Being Louis XIV's confessor was a peculiarly challenging vocation. Louis was not only completely lacking in self restraint about matters such as sexuality he was also the absolute monarch. It's tough to be a moral authority to a guy you quite literally have to bow and scrape to at every turn. At his merest whim, you, your family and the organization you represented could be wiped out.

So Pere Lachaise had to find more subtle ways of moving. Louis XIV was fond of having affairs with whomever he wanted and no one, even the husbands of the women involved, dared object. Rather than tell him point blank that everything he was doing was wrong, Pere Lachaise decided to gently encourage Louis in the right direction. He found particular areas where the king might be willing to take steps in the direction of moralization and encouraged him to take those steps. Meanwhile, he conveniently ignored other things that he and everyone else knew the king was up to.

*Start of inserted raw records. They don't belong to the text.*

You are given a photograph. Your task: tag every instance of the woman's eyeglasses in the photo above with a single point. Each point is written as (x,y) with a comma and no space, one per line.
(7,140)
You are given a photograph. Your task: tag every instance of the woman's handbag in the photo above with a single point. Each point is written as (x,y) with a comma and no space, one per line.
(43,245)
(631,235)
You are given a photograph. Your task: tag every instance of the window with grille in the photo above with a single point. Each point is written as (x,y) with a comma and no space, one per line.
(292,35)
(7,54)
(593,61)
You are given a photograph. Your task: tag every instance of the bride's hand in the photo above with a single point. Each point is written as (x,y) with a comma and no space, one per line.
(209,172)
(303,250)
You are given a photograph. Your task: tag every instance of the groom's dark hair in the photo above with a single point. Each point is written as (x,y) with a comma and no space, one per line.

This sometimes put him in a position of risking scandal. You can see the problem, if everyone in court plainly knows the king has been having an affair with Madame de So and so, and that Easter Sunday, in plain sight of his confessor, the king receives communion, well, people are going to start thinking, "Oh yeah, one rule for us and a different rule for the guy with all the power."

Pere Lachaise dealt with situations like this by conveniently getting severe colds so he couldn't see the king and therefore was unable to grant absolution immediately before Easter Sunday.

It drove a lot of people crazy. The Jansenists really went ape.

There are always people whose morality is really about controlling other people's lives. You can spot them today because they, like the Jansenists before them, are obsessed with other people's  hypocrisy. But what Pere Lachaise did was the right thing to do.

And the Pope has merely restated that with one perhaps important shift. In today's world, Benedict is acknowledging, everyone is Louis XIV. We all have to be brought along slowly and by degrees because we all have a sort of absolute power to ignore moral teaching we don't want to hear.

And some people, both conservatives and liberals, hate that. They want black and white truth and no room for squirming. Benedict just reminded everyone that the Catholic Church has all sorts of squirm room on moral issues. It always has.